Who are the Turks? What have they been? And what do they hope to become? This substantial volume, “Turkey,” by the well known scholar and publicist Emil Lengyel, undertakes to supply the answers. It offers a survey of the history, religion, social customs, political and military forms, and the external relations of the Turkish Empire from its creation in the fourteenth and fifteenth centuries to its dissolution in the World War.

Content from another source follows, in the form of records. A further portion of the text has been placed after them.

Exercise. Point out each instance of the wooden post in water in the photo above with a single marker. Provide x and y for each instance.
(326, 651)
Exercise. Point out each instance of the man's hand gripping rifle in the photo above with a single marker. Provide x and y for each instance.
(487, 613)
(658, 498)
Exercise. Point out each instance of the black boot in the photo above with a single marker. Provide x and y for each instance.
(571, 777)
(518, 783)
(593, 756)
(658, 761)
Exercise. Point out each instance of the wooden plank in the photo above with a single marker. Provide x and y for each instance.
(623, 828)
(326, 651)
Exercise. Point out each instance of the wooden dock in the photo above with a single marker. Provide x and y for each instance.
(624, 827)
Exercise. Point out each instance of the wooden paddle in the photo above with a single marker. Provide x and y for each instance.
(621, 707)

Many readers may feel, as the reviewer did, that some of the excursions, interesting as they were, distracted from the main tour. But as Goethe said of travel, “there is always gain or loss, and mostly from the unexpected side.” Traveling with Mr. Lengyel you receive more and less than you had hoped for. Not the least interesting part of the tour is the meeting with historical characters—Suleiman the Magnificent, Abdul the Damned (or Abdul the Damned Fool), and Kemal Ataturk. The biography of Kemal is, of course, inseparable from the history of post-War Turkey. This story of how one man promoted a national renaissance among a mauled and defeated people, how he led them in a second war against the partitioning Powers, and in the end won a favorable negotiated peace, has been told before. But here it gains meaning and perspective through the full background afforded by the earlier chapters. What the Turks hoped to become was largely a projection of the ideas of Westernization which Ataturk impressed upon his people—the policy of “Kemalism.”

Today, the New Turkey is the pivot of diplomatic and military strategy in the Mediterranean war. Master of the Straits and the Anatolian highway between East and West, her position is of vital strategical importance, As bridge or bulwark Turkey’s destiny may be the destiny of Europe. Furthermore, history bears out, in part, Napoleon’s words: “Whoever is master of Constantinople is master of the world.”